Thursday, July 5, 2012


Over at the media website Vulture, writers Amanda Dobbins and Marisa Woocher have crunched the numbers on the crunched abs that we get to enjoy in Magic Mike. The two women distill the movie's skinload into pie charts and graphs, which, as USA Today publishers figured out long ago, is how we Americans like our information fed to us. Don't be boring us with no stinkin' thesis or theory. Give us the breakdown in living color! Seriously, I am not mocking the magazine or the women, I am mocking our short attention spa-- oh, hey, look...colored graphics. Prettttttttyyyyyyy!

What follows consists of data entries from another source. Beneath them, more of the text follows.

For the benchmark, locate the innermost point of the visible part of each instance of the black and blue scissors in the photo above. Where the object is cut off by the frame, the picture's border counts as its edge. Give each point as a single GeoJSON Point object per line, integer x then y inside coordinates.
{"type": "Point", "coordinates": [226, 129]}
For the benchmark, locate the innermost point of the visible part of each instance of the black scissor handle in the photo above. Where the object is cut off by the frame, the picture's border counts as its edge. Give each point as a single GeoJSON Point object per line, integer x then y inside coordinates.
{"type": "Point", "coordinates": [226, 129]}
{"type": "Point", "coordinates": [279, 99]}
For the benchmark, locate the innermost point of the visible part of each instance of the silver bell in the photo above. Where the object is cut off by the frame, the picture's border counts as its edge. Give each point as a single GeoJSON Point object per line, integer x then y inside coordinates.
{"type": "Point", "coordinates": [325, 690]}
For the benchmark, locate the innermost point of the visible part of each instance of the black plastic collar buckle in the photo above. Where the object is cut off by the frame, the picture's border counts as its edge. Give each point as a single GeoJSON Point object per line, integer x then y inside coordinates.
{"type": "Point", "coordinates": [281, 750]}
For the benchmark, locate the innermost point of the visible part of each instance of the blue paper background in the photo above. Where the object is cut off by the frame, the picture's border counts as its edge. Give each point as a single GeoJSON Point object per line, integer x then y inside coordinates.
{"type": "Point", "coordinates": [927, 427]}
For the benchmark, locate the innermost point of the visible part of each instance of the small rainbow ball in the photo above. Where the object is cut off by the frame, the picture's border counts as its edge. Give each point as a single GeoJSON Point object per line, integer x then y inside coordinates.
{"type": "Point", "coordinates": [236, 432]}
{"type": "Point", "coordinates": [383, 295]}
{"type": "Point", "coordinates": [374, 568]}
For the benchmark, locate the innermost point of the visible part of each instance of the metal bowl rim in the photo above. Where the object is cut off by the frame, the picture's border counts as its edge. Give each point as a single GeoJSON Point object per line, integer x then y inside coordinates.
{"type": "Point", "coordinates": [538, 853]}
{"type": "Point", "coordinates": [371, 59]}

Okay, I have completely stolen their thunder and brought it here. At least I did leave their logo on each of the graphs, and I AM recommending that you visit the website. That should count for something. Did anyone see my media disclaimer at the bottom of the page?  My lawyer says that that ought to cover my ass, unlike McConaughey's chaps.

Yeah, I have a lawyer. Sure do. Talk to him every day.  He wears a retainer. I don't know why, but that seems to be something you're supposed to tell people about your lawyer.  So, see Vulture, I have a lawyer AND he HAS a retainer. Did I mention my disclaimer?  That's supposed to be my "get out of jail free card." I hope you guys are old enough to have played Monopoly and get that reference.

Please don't sue me! 

Look at those stats. The movie is about male strippers and there are STILL more femme tits than male ass! 


  1. Measuring and quantifying hot guys is no trivial pursuit, so I'll be sure to check Vulture out! Great post, and BTW tell your legal eagle that this particular matter will be strictly pro boner!